Riyadh has kept the riyal pegged to the dollar as the US currency fell over the past two years, pushing Saudi inflation to a 30-year high. Now the dollar is recovering, it has one reason less to change.
“I don’t see anything in the IMF report that says we are wrong,” said a senior Saudi government official familiar with policymakers’ thinking.
“We have seen the worst of the inflation without having to revalue our currencies, so there is economic sense in keeping the dollar peg for the moment,” the official, who asked not to be named, told Reuters.
In a carefully-worded report this week, the International Monetary Fund said that most of its directors believed the benefits of the peg outweighed the costs, provided current inflation pressures proved to be temporary.
“If, however, inflation should persist and the Gulf Co-operation Council (GCC) monetary union be delayed, they recommended to consider … alternative exchange rate regimes,” it added.
Inflation soared across the world’s biggest oil-exporting region as the ailing US dollar drove up import costs. But all six nations of the GCC have kept their currencies pegged to the dollar except Kuwait, which scrapped its link last year.
John Sfakianakis, chief economist at SABB bank, HSBC’s Saudi subsidiary, said Saudi Arabia’s decision-making elite would most likely overlook the IMF’s recommendation.
“The Saudis will not drop the peg. It’s just another recommendation … The IMF note had a sort of disclaimer by mentioning the advantages of maintaining the peg,” he said.

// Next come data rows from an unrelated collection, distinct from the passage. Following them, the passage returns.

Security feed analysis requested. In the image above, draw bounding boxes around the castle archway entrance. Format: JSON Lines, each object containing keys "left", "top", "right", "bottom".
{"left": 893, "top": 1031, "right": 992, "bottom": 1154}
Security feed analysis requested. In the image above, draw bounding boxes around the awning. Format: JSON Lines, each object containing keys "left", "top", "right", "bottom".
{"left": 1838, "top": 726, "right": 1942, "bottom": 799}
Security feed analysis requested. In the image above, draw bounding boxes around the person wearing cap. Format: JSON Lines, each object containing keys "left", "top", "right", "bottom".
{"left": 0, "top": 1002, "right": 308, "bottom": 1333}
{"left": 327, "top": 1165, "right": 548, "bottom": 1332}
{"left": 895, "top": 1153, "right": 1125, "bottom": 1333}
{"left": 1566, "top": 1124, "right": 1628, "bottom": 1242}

“The IMF is giving a tacit approval of the Saudi line on this issue because of the US clout in international financial institutions like the IMF,” he added.
The statement was not strong enough to compel Saudi Arabia, the GCC’s largest economy and the IMF’s largest Arab shareholder, to take action, said Shahin Vallee, currency strategist at BNP-Paribas. “It was a weak statement.

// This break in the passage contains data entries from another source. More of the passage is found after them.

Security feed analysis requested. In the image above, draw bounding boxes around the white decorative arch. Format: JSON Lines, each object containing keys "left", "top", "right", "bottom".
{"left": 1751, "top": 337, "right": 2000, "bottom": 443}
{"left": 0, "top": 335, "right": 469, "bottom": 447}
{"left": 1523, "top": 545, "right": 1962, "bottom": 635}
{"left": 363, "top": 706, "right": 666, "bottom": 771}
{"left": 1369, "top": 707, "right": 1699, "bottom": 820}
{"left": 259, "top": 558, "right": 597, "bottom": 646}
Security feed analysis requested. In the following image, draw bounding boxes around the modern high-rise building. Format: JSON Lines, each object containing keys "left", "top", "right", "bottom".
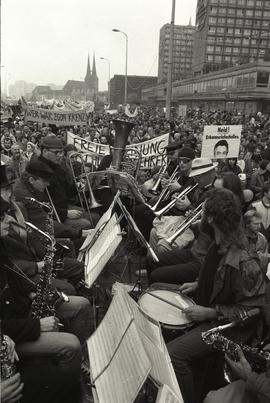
{"left": 158, "top": 22, "right": 195, "bottom": 84}
{"left": 192, "top": 0, "right": 270, "bottom": 75}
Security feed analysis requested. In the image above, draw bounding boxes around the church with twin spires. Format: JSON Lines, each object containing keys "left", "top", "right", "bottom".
{"left": 32, "top": 55, "right": 99, "bottom": 102}
{"left": 62, "top": 54, "right": 98, "bottom": 101}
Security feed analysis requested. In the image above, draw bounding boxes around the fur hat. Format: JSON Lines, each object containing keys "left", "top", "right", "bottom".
{"left": 41, "top": 135, "right": 63, "bottom": 149}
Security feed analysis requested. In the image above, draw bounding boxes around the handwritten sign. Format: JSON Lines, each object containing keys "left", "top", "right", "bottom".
{"left": 67, "top": 132, "right": 169, "bottom": 169}
{"left": 24, "top": 106, "right": 88, "bottom": 126}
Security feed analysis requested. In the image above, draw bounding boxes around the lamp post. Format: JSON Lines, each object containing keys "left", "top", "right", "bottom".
{"left": 165, "top": 0, "right": 176, "bottom": 120}
{"left": 112, "top": 28, "right": 128, "bottom": 105}
{"left": 0, "top": 65, "right": 6, "bottom": 96}
{"left": 100, "top": 57, "right": 111, "bottom": 104}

It provided approval to GCC authorities that the current arrangement is beneficial and benefits outweigh costs, providing short term support for the current regime: a smart political gesture from their part.”
The timing of the recommendation, as the dollar shows signs of relative recovery, even raises questions on the need for GCC member states to revalue their currencies to tame inflation, said Vallee.

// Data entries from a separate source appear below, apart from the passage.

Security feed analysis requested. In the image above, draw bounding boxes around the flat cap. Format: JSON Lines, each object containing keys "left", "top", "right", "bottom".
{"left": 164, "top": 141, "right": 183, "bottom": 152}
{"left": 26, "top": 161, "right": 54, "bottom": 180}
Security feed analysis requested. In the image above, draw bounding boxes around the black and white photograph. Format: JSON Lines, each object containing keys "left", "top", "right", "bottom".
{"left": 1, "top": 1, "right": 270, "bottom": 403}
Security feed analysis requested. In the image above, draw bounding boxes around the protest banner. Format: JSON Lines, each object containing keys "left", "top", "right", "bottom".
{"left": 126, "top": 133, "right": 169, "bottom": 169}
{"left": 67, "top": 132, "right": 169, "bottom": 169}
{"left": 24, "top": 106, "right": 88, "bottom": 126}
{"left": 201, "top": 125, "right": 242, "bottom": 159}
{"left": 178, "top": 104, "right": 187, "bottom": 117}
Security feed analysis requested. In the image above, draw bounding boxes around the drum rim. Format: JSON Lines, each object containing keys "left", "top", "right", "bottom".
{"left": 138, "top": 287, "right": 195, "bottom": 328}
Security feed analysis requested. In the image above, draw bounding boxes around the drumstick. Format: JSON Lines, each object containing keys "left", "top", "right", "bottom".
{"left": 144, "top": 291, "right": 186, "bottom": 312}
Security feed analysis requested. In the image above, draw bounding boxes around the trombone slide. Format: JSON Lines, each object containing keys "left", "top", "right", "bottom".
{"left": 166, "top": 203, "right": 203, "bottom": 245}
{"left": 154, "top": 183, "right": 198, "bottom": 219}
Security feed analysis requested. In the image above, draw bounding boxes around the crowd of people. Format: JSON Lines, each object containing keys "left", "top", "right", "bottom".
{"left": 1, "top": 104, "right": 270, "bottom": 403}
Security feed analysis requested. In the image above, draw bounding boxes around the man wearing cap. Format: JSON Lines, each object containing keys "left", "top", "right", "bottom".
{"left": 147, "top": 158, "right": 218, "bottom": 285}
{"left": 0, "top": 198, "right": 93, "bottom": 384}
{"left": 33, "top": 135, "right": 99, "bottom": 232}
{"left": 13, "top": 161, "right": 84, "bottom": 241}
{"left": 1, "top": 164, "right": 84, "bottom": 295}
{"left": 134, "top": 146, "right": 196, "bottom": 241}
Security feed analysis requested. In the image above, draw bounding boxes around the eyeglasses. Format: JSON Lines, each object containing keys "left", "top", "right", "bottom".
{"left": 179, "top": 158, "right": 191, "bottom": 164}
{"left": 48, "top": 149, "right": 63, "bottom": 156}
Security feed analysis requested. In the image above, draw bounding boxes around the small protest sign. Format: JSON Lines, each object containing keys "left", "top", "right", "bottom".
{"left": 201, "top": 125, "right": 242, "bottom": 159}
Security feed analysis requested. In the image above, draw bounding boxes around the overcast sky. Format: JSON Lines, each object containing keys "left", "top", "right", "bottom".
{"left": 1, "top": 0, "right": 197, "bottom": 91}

“They are telling the Saudis the dollar peg is not the best arrangement and it’s not the only one … It has served you well in the past,” he said. “Because of the US dollar rebound, GCC countries will feel under less pressure to revalue. They will also feel they have more room to consider revaluation, away from market pressures and speculation.”
It would take a dramatic surge in inflation, a decline in disposable income and more pronounced public discontent for GCC governments to take action and reform their currency regimes, Sfakianakis said.
Dollar pegs have forced Gulf states to track US interest rate cuts even though their economies are booming due to a more than five-fold increase in oil prices in as many years.
The IMF said Saudi inflation is expected to end the year at 10.6%, implying it would remain flat in the six months to the end of 2008, as Saudi central bank governor Hamad Saud al-Sayyari has predicted.
Sayyari has repeatedly rejected dropping the dollar peg, citing the Saudi reliance on dollar-denominated sales of oil and the potential impact on foreign investors. The kingdom is trying to attract foreign investment to help diversify its economy and create jobs for its rapidly-growing population.
GCC countries are trying to forge a monetary union and launch a single currency in 2010. GCC leaders will meet in December to review the deadline.
But divergent inflation rates will directly affect interest rate policy and create imbalances in competitiveness within the bloc, said Sfakianakis. The currency plan has already been thrown into disarray twice after Oman decided in 2006 not to join and Kuwait severed its dollar peg in May 2007.